The significance of energy storage is becoming increasingly evident. In response, numerous countries worldwide have implemented incentive measures for the energy storage industry to eliminate market development barriers. In recent years, China has also expedited the introduction of relevant policies to foster the growth of the energy storage sector. This progress has been further propelled by the robust impetus from the battery power industry ecosystem. Consequently, the energy storage industry has entered a phase of marketization and large-scale development.
I. Definition of Energy Storage
Energy storage is a technology that involves storing various forms of energy using specific devices or physical media through different methods, for subsequent utilization. By storing and releasing energy across time and space, it ensures energy balance and promotes sustainable energy use. Energy storage plays a crucial role in advancing renewable energy development, enhancing energy utilization efficiency, and ensuring the reliability of energy systems.
II. Energy Storage Technology Routes
Energy storage can be categorized into several types based on different technical paths: electrochemical energy storage, mechanical energy storage, thermal energy storage, and hydrogen energy storage. Among these, pumped hydro storage continues to hold a significant position. Electrochemical energy storage, particularly lithium-ion and sodium-ion batteries, is anticipated to be the primary growth driver in the future energy storage market. New energy storage technologies, such as solid-state batteries and hydrogen energy storage, although not yet fully mature, are expected to bring about disruptive changes in the future.
1. Mechanical Energy Storage
Mechanical energy storage encompasses pumped hydro storage, compressed air energy storage, and flywheel energy storage. Pumped hydro storage currently dominates the global energy storage market, accounting for approximately 90%. It is characterized by mature technology, large capacity, and high efficiency. However, it faces limitations in terms of geographical site selection and construction duration. Compressed air and flywheel energy storage, despite their currently small market share, offer advantages in specific applications, such as frequency regulation and emergency power supply. With advancements in technology and cost reduction, their application scope is expected to expand.

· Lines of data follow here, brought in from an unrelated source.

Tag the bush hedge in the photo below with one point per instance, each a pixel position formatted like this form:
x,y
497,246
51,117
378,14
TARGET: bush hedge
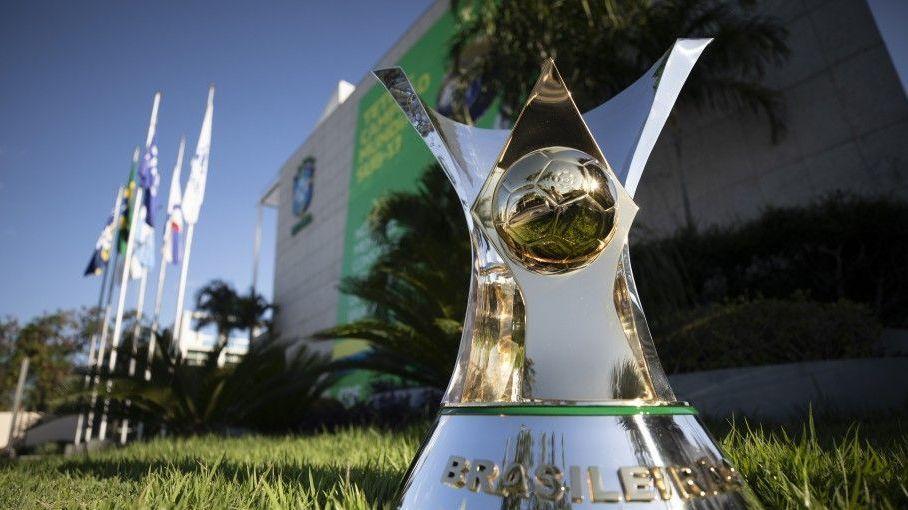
x,y
840,247
765,332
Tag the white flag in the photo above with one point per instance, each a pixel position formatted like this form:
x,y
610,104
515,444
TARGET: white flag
x,y
198,167
172,246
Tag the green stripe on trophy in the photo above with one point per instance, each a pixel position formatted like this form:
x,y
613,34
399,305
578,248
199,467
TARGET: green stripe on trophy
x,y
568,410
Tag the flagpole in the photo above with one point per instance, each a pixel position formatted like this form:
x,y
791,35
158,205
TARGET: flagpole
x,y
115,220
124,282
195,189
162,271
181,293
136,330
118,321
102,344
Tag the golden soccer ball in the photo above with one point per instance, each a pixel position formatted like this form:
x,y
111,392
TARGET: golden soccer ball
x,y
555,209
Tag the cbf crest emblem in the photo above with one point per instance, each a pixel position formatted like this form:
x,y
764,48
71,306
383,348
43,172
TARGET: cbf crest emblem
x,y
302,193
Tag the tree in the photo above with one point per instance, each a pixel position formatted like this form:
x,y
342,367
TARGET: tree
x,y
601,47
271,389
222,306
52,342
217,302
416,290
250,312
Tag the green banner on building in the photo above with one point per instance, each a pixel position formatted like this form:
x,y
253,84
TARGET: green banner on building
x,y
387,156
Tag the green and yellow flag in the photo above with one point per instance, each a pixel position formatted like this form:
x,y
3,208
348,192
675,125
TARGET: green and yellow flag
x,y
129,206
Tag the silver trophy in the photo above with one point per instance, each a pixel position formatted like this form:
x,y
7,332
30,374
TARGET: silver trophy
x,y
558,399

2. Electrochemical Energy Storage
Lithium-ion batteries hold an absolute advantage in electrochemical energy storage, representing over 90% of the market. They are known for their fast charging and discharging capabilities and high overall efficiency, making them widely used in electric vehicles and stationary energy storage systems. Sodium-ion batteries, as an emerging technology, offer benefits such as low cost and high safety. They are poised to have considerable market potential, especially in large-scale energy storage and low-speed electric vehicles. Flow batteries, with their long lifespan and safety, have the potential for long-term and large-scale energy storage applications. Their costs are expected to decrease further, leading to an increase in market share. Lead-acid batteries, while low-cost and offering good performance in high and low temperatures, have low energy density and high maintenance requirements.
3. Thermal Energy Storage
Thermal energy storage is suitable for large-scale and long-term energy storage and boasts high efficiency. However, it is associated with complex technology and significant initial investment.
4. Hydrogen Energy Storage
Hydrogen energy storage is characterized by large capacity, long lifespan, and environmental friendliness. However, the technology is not yet fully mature, and the costs remain high.

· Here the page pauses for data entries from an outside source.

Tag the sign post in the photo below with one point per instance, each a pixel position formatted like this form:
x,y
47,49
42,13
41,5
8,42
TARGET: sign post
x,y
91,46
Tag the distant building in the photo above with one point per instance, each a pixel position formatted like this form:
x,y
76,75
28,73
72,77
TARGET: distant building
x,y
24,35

III Components of the Energy Storage Industry Chain
From the perspective of the industry chain, the upstream of the energy storage industry includes various hardware equipment and software systems. The midstream consists of providers of energy storage system hardware and software, as well as energy storage solution providers. These solutions typically comprise energy storage system integration products and software products. The installation, construction, operation, and maintenance of energy storage solutions are also crucial links. Downstream application scenarios include power generation-side power stations, grid-side power grid companies, and industrial and commercial energy storage users.
1. PCS (Power Conversion System, Energy Storage Converter)

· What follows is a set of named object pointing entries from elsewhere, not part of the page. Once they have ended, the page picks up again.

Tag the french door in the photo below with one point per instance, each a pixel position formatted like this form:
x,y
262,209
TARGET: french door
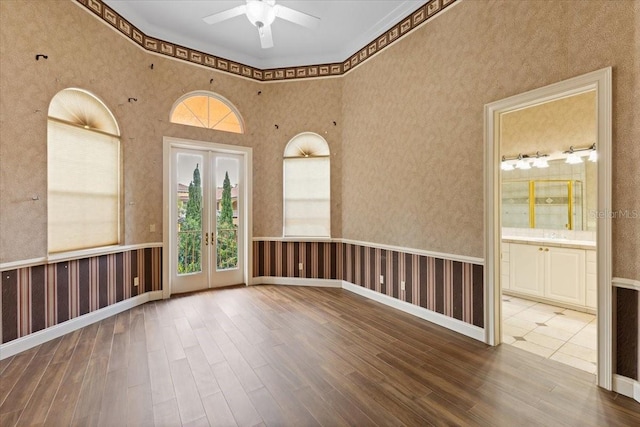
x,y
206,216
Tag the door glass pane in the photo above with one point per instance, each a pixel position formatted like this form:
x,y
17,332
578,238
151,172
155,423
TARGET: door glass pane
x,y
189,227
227,192
553,205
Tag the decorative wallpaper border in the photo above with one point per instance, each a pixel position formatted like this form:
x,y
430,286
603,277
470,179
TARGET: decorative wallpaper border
x,y
404,27
452,288
38,297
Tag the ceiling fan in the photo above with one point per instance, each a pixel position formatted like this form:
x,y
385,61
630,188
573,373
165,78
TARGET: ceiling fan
x,y
262,13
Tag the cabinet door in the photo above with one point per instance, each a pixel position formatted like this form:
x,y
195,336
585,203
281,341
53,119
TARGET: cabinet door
x,y
566,275
526,269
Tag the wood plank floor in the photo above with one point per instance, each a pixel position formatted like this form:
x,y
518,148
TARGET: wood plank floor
x,y
291,356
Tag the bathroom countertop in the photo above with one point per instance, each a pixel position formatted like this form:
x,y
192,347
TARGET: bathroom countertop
x,y
559,243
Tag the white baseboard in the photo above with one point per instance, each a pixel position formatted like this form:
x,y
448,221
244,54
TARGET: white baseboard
x,y
297,281
431,316
32,340
627,387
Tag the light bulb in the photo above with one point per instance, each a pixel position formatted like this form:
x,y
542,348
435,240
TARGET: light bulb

The PCS is the core component that enables bidirectional power flow between the energy storage system and the power grid. It controls the charging and discharging processes of batteries and performs AC-DC conversion. It accounts for 15%-20% of the cost of a battery energy storage system and is a key element of the system. The PCS comprises hardware and software for power, control, protection, and monitoring. Its main functions include power smoothing, information interaction, and protection. The PCS determines the quality and dynamic characteristics of the output power and significantly impacts the battery's lifespan.
2. BMS (Battery Management System, Battery Management System)
The BMS is a subsystem used to manage the battery energy storage system. It monitors parameters such as battery charging and discharging, SOC (State of Charge), SOH (State of Health), and implements protection measures. Unlike the BMS in electric vehicles, the energy storage BMS is relatively larger and more complex. A complete energy storage BMS consists of control units, battery main control units, and a master control unit. The BMS enhances the service life and reliability of the energy storage system, reduces maintenance costs and operational risks, and provides more flexible and reliable energy storage solutions.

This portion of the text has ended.